As with anything in life, there were consequences from the actions that you take. Now he was about to receive his, through the pain in her eyes.
He gestured towards her. “Marge, I’m sorry—”
“Perry, oh Perry,” she said, stumbling forward a little, her voice cracking.
He watched her go past him and into the hallway. Perry took a deep breath and then followed. He would have to work hard to make his peace with her.
He would have to let her deal with this any way she saw fit, because the truth was she didn’t actually deserve to be walloped in the cheek by the end of a broom.
But then he needed to convince her to pack up and move to a hotel. Elton knew where they lived. He’d be back, and the next time he would kill them.
Perry followed her to the stairs. As he reached the bottom, he heard a faint clacking sound, sharpening with each step. He looked down at black dress shoes on his feet. He touched the suit jacket and shirt that rested on his shoulders.

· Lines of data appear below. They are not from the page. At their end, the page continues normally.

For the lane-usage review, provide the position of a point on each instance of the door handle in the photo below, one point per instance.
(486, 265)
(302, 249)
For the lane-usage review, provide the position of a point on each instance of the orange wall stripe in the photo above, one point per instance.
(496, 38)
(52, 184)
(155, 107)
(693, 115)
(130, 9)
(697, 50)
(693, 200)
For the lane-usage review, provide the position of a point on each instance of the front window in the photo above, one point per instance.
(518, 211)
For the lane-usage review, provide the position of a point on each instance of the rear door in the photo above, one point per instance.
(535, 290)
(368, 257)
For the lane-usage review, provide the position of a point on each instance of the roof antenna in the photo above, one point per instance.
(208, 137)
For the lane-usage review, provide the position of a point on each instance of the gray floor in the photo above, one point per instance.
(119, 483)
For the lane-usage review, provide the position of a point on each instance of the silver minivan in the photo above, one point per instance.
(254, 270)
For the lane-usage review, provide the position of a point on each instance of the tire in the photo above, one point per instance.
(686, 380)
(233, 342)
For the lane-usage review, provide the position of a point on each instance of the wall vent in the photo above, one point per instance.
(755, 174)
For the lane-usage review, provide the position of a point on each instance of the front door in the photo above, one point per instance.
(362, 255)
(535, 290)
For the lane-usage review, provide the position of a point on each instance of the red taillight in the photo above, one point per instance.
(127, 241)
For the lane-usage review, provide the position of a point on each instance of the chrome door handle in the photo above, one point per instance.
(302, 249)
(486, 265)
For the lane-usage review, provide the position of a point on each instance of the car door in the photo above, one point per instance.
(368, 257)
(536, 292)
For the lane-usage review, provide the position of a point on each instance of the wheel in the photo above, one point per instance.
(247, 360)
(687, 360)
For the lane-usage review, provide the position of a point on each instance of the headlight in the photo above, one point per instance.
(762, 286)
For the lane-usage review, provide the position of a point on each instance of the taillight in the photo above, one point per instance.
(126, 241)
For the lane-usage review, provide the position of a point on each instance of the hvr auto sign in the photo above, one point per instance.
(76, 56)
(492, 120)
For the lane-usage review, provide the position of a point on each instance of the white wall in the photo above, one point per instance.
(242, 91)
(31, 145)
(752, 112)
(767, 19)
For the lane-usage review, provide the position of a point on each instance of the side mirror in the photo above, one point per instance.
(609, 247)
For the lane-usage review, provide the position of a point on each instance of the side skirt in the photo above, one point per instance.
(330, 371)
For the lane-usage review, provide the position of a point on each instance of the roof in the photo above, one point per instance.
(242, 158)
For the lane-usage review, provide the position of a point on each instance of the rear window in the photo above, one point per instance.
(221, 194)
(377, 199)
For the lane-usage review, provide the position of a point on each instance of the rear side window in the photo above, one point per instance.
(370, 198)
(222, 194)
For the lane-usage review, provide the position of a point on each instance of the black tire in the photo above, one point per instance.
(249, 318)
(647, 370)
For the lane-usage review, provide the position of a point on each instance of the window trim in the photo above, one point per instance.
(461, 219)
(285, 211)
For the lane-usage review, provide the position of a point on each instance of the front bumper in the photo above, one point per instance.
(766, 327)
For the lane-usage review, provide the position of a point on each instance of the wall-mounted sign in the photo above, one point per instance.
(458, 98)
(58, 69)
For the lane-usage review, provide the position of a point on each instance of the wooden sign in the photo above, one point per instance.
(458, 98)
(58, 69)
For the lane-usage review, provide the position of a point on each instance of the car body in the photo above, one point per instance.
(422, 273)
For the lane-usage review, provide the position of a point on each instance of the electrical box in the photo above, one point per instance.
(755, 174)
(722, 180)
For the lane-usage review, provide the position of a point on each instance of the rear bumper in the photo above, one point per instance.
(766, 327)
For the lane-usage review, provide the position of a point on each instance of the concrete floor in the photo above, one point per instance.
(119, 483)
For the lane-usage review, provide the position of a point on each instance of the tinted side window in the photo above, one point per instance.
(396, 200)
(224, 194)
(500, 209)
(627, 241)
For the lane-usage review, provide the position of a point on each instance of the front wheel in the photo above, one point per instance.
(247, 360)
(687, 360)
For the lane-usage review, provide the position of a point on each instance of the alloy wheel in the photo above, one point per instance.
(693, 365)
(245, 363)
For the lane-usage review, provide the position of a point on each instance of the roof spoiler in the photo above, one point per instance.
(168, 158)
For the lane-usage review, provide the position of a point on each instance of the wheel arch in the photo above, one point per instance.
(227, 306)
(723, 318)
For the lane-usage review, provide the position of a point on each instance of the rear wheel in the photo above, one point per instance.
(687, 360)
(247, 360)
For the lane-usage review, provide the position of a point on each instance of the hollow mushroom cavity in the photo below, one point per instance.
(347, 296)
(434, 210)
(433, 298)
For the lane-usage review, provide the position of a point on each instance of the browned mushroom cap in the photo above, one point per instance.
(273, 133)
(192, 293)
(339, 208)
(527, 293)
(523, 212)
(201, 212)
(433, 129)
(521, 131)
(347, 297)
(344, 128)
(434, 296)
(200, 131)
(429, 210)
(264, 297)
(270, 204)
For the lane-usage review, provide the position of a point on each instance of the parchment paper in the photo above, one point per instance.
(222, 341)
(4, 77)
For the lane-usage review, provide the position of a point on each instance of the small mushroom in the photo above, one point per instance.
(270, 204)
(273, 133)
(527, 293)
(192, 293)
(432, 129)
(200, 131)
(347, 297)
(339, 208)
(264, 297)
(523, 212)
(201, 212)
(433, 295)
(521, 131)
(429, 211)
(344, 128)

He was losing his mind. There was no way he could have gotten dressed without knowing about it, especially not in clothes that he didn’t even own. He could dismiss the extremely fast clock in the kitchen as dementia, or the wonderful health he was experiencing. He could possibly get checked for a brain tumor, or something else of mild importance. But suddenly being dressed for the Royal Ball in clothes he’d never seen before was something else entirely.
He scoured the downstairs and found Marge in the reading room. She had a newspaper raised in front of her face. He took it as a cue to keep his distance. The chair in the corner was his usual one. It sat beside the phone table. While he waited for Marge to come around, maybe he would phone the police to let them know that he’d seen Elton watching the house. Marge would hear his voice, and she’d be able to hear what he was saying to the police about how dangerous Elton was. Maybe she would put their safety over her anger, and talk to him. It would also make her acknowledge his presence, and remind her that the man she married forty-five years ago was still in the room. The man who’d made one mistake and was willing to pay any price for it. His wife wasn’t a currency that he was willing to spend though. He could never lose her.